利用者はWebブラウザを使ってローカルのファイルをほかのユーザーと共有したり、伝言板のようなWebアプリケーションを手元のPC上で稼働するWebブラウザ内で走らせることができる。Operaでは、応用例のサンプルとして、ファイル共有、Webサーバ、メディアプレイヤー、写真アルバム共有、チャットサービス、メモ伝言板を公開している。
利用にはまずOperaが運用するWebサービス(my.opera.com)のアカウントを取得する。これは、これまでオンラインブックマーク同期機能などを利用するために提供されていたものと同じ。次に、Opera Unite機能を組み込んだOperaを起動して、ウィジェットを追加・起動する。例えば写真共有ウィジェットを起動して、任意のローカルのフォルダを指定すると、このフォルダは「http://work.knsmr.operaunite.com/photo_sharing/」という一意なURLが与えられて、ほかのPCのWebブラウザから見えるようになる。リソースを公開する側のPCはファイアウォールの中でも構わず、Opera Uniteのプロキシ経由でアクセスが可能。公開した写真などは、デフォルトではパスワード付きの限定公開となっているが、一般公開や自分だけが見える設定なども可能だ。

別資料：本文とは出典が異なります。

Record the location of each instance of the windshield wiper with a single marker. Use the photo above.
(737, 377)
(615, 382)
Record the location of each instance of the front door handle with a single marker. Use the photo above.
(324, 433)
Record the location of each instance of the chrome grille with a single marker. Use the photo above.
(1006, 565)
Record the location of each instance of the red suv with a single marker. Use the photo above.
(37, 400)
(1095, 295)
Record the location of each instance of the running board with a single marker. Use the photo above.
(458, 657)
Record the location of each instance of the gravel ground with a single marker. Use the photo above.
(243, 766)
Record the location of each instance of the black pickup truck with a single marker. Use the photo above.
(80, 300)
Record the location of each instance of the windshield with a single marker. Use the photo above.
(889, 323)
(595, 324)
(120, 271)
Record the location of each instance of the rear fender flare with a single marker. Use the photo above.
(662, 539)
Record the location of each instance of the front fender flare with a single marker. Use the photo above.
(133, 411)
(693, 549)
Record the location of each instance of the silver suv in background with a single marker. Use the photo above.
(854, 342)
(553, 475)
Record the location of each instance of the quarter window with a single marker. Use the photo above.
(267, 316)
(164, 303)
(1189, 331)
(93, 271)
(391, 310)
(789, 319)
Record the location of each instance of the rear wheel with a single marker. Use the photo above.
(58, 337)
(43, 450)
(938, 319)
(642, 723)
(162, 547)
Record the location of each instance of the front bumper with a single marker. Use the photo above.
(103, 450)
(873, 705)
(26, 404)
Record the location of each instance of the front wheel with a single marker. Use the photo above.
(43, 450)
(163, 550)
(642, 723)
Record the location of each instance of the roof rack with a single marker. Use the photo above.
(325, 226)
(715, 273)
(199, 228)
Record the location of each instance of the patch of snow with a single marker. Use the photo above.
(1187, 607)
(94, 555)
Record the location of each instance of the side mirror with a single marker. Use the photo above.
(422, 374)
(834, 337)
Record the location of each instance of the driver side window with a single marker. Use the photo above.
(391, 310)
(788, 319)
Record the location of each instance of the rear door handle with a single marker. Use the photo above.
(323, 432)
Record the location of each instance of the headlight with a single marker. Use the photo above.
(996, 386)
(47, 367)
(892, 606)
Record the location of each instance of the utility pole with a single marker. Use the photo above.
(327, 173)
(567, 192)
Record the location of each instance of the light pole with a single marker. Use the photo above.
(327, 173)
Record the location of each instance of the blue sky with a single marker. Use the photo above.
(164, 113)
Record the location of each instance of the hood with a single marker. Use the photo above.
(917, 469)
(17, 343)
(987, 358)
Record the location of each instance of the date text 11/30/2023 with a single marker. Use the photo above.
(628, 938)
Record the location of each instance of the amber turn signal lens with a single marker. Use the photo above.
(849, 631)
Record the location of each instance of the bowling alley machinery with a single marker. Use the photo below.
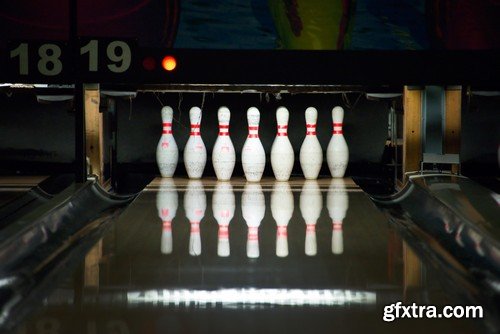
(259, 166)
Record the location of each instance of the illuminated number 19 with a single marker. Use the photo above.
(91, 49)
(123, 56)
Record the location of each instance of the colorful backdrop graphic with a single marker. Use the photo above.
(265, 24)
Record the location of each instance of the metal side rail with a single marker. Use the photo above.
(460, 215)
(34, 197)
(53, 223)
(42, 248)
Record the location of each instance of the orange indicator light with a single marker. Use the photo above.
(169, 63)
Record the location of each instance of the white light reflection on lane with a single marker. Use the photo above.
(243, 297)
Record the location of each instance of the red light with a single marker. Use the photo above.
(149, 63)
(169, 63)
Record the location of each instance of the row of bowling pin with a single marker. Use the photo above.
(253, 209)
(253, 156)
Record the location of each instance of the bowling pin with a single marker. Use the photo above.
(337, 153)
(282, 155)
(253, 208)
(167, 153)
(166, 203)
(195, 204)
(282, 211)
(223, 154)
(195, 153)
(223, 205)
(337, 203)
(253, 156)
(311, 203)
(477, 240)
(311, 153)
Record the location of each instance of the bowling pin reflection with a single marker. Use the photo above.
(282, 211)
(311, 203)
(167, 203)
(337, 203)
(253, 208)
(195, 204)
(223, 205)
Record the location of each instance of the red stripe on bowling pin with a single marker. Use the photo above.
(167, 225)
(195, 130)
(167, 128)
(224, 130)
(337, 128)
(253, 233)
(223, 232)
(195, 227)
(253, 132)
(310, 129)
(282, 231)
(282, 130)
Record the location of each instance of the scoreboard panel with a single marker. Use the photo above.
(122, 61)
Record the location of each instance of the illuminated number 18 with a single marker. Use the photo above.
(49, 63)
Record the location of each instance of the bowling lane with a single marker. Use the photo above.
(206, 256)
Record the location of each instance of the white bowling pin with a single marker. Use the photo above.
(253, 208)
(311, 203)
(166, 203)
(253, 156)
(167, 153)
(337, 202)
(337, 153)
(282, 155)
(223, 205)
(195, 153)
(311, 153)
(282, 211)
(477, 239)
(223, 154)
(195, 204)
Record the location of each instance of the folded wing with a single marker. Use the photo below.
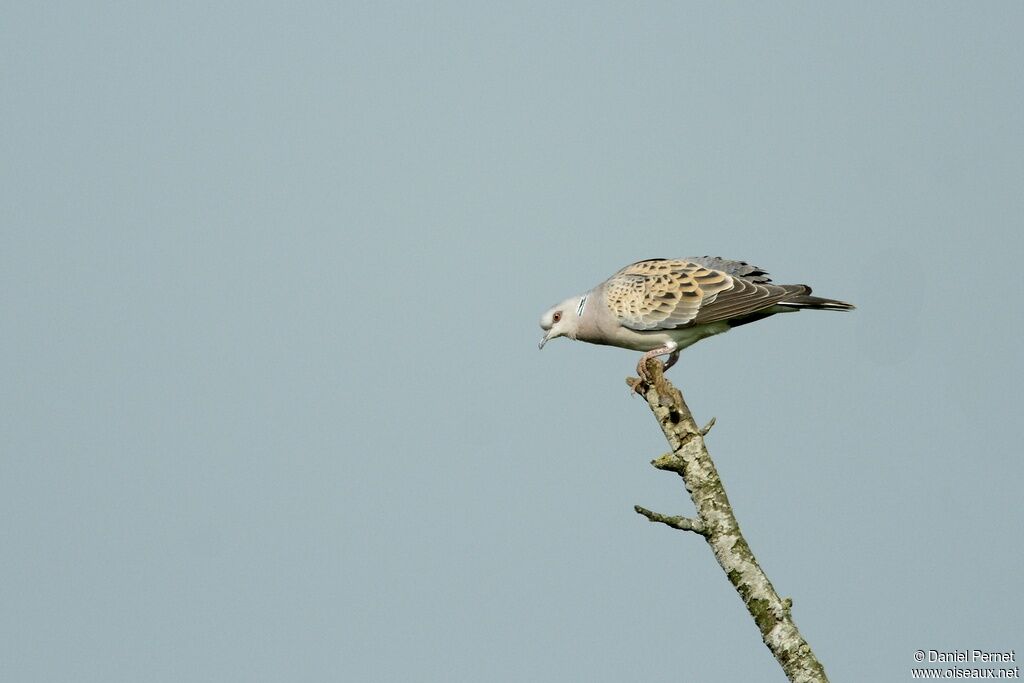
(666, 294)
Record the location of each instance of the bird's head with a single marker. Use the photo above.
(563, 319)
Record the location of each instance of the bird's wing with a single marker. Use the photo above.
(740, 268)
(665, 294)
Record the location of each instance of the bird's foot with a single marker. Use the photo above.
(637, 385)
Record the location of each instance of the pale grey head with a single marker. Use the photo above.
(563, 319)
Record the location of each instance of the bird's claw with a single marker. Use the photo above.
(637, 385)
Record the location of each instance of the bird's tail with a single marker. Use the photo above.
(802, 299)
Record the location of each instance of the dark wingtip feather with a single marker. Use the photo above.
(817, 303)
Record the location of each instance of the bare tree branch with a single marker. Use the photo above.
(716, 522)
(680, 522)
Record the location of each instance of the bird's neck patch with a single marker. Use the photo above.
(583, 304)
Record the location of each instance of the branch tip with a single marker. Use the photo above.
(677, 521)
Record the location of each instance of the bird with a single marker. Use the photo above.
(662, 305)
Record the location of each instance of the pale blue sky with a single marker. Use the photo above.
(270, 276)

Opera Unite向けウィジェットは、これまでOperaが提供していたウィジェットの仕組みを応用したもの。ウィジェット本体は、アプリケーション情報を記述したXMLのメタファイル、アプリケーション本体であるHTML、JavaScript、CSSをzipアーカイブしたものからなる(拡張子はus)。JavaScriptからは、HTTPリクエストに応答するWebサーバオブジェクトなどが利用できる。また、AjaxやHTML 5(CanvasやSVG、ローカルストレージ)も利用できる(Opera UniteのAPI)。Operaは例としてWebブラウザから記事の投稿や閲覧ができるブログサービスの例を挙げている。Opera固有のファイルI/OのAPIなども利用できるが、Opera Uniteについて同社は、ほかのWebブラウザとの互換性を考慮すべき、としている。
作成したウィジェットは、Opera UniteのWebページに登録して、ほかの利用者に対して公開できる。これはiPhoneやAndroidのマーケットと同様に機能し、Operaでは最低限の動作確認だけを行うとしている。
Opera Uniteでユーザーのリソースを共有すれば、一般のWebサービス(クラウドサービス)に相当することが個人でも可能となる。この意味ではOpera Uniteはホームサーバ的にも使える。ただ、リソースを公開しているWebブラウザやPC自体を終了すると、サービス提供は途切れるため、どうのような用途に利用できる技術なのか、今後も見きわめが必要と言えそうだ。一方、HTML 5コミュニティでは現在、JavaScript(Webブラウザ)を使ってP2P通信(ポートのListen)を行えるAPIを標準化しようという声もあり、今回のOpera Uniteは、そうした声を限定的な形で実装した実験と見ることができそうだ。